Les logements modulaires ne perdent pas le Nord

Près de Lille, la bailleur HLM Vilogia a remis au goût du jour les préfabriqués, en proposant des maisons rapides à construire mais de qualité.
Supplement Immobilier. Maisons, pavillons, jardins, expaces extérieurs partagés. Habiter un appartement et son côté nature. (Henrike Stahl/Libération)
par Stéphanie Maurice, correspondante à Lille
publié le 14 septembre 2024 à 3h12

Elles ont de la gueule, et marquent le paysage de leurs angles aigus et de leurs couleurs ocre, kaki et brique, à côté des pavillons classiques : les huit maisons «design pour tous» du bailleur HLM Vilogia, à Wattrelos (Nord), veulent faire la preuve qu’on peut faire du beau en ossature bois modulaire dans le logement social, et y réussissent plutôt bien. Les habitants, là depuis avril, se sont saisis de leur nouveau lieu de vie, vélos d’enfants et barbecues sur les terrasses. Un locataire a même déployé un bestiaire coloré et en plâtre sur sa pelouse : perroquet, héron, grenouille vert et cochon au rose pétant.

Le modulaire, c’est une vieille idée : pour bâtir vite, avec une qualité assurée, sans les aléas d’un chantier en plein air, pourquoi ne pas utiliser les recettes de l’industrie, avec des modules préfabriqués en usine ? Il ne reste plus ensuite qu’à les assembler sur place. Vilogia avait expérimenté le procédé dès 1952 pour deux maisons, construites sous la griffe de Jean Prouvé, designer et architecte, un précurseur de ce type d’habitat. «On les a réhabilités dans les années 2012-2013», explique Fabien Lasserre, responsable du pôle innovation chez Vilogia. Mais pourquoi ne pas réinventer le modèle ? La période se prête au modulaire, appelé désormais fabrication hors site. «Il a l’avantage de réduire le temps des projets de 30% à 40% et de surtout diminuer le besoin de main-d’œuvre, explique Fabien Lasserre. Nous voyons arriver un goulot d’étranglement pour 2030, entre les départs à la retraite dans le secteur du bâtiment et la nécessité de rénovation de 80 % des bâtiments de France à l’horizon 2050.»

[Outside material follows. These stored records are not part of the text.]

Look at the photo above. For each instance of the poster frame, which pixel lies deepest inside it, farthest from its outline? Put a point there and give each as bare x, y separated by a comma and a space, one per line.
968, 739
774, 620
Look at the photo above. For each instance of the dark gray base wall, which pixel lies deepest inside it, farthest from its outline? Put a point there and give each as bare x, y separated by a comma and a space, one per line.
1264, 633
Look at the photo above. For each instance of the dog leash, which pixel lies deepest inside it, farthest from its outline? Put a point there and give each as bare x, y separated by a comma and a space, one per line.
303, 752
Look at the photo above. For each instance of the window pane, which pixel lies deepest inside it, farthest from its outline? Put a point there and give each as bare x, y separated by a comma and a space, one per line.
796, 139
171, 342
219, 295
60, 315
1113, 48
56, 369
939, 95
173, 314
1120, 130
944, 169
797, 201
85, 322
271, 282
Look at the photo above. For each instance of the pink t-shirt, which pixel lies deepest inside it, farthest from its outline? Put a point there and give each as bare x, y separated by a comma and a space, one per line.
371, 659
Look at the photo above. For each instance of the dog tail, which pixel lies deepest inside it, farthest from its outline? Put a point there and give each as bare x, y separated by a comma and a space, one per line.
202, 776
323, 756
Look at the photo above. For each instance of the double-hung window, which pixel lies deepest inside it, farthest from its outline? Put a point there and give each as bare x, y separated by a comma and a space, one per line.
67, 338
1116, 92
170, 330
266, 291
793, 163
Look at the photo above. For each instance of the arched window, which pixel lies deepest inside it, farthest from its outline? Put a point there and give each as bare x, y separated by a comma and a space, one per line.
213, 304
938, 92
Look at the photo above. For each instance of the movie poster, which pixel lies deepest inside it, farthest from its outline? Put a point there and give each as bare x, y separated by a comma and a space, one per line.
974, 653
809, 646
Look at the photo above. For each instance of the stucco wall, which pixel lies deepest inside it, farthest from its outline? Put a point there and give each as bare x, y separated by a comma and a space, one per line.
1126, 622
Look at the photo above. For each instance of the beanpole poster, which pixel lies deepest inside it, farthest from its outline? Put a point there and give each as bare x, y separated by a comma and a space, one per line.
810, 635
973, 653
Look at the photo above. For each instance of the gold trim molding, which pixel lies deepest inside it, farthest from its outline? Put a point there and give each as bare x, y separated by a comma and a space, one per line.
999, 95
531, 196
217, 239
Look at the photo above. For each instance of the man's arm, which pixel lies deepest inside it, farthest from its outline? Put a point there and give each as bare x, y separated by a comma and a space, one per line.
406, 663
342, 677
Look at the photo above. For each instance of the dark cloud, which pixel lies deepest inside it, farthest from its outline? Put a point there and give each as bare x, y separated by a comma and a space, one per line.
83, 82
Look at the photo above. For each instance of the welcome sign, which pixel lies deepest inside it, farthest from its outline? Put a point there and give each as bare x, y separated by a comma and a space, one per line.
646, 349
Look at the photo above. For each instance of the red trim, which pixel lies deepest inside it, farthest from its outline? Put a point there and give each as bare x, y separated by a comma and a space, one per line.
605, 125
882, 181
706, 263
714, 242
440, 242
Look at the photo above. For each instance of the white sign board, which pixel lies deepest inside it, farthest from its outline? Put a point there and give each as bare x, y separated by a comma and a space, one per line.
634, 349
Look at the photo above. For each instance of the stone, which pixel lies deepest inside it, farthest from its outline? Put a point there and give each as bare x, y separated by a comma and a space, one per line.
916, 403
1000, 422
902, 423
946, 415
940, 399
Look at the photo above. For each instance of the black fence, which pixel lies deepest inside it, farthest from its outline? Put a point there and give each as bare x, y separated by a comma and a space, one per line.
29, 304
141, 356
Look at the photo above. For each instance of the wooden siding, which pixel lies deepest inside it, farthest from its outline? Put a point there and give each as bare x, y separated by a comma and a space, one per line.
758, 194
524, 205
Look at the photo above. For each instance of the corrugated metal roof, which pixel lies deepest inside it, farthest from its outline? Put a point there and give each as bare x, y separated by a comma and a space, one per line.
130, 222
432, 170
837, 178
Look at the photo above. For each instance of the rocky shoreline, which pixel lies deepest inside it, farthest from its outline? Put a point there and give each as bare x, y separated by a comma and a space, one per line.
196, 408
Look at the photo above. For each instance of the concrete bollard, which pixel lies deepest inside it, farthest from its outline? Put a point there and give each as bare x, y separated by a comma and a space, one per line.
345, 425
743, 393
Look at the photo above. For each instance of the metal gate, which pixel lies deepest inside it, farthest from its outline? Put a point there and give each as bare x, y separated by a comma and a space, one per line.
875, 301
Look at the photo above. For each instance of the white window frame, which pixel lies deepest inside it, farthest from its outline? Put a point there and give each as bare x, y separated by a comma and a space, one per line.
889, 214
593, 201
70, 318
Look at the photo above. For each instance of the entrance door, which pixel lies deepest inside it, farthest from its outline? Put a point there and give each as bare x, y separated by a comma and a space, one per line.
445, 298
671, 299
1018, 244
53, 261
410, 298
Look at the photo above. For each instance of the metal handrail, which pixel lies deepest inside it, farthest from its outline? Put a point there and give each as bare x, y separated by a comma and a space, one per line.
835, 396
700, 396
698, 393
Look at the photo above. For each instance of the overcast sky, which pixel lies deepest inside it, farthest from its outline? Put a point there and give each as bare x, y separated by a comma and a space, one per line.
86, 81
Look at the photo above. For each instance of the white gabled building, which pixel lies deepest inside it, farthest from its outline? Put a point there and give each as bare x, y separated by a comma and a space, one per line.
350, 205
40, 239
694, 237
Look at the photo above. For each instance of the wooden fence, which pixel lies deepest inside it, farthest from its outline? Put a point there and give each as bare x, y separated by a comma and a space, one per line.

Encore faut-il battre en brèche l’idée que le modulaire ne produit que des boîtes à chaussures en guise de logements. C’est le pari qu’a voulu relever Vilogia. «On s’est dit, on va faire travailler ensemble un architecte et un designer industriel, et on va voir ce que ça donne», raconte le directeur innovation. Tant qu’à jouer la carte de l’excellence, la structure est entièrement en bois, avec panneaux solaires et bac de récupération d’eau de pluie.

«Faire revivre l’idée des jardins ouvriers»

«Mon savoir-faire, c’est de travailler sur des scénarios de vie», précise Matali Crasset, la designeuse choisie. Elle réfléchit sur les relations intérieur-extérieur, a prévu une serre en continuité des maisons pour un potager privé. «Comme cela, les légumes arrivent plus tôt, précise-t-elle. Je voulais faire revivre l’idée des jardins ouvriers.» Trois des pavillons en sont dotés. Mais elles servent surtout aujourd’hui de débarras. Pourtant, une association de jardiniers a été missionnée pour aider les habitants, et aussi donner des conseils pour le jardin partagé, où poussent des tomates.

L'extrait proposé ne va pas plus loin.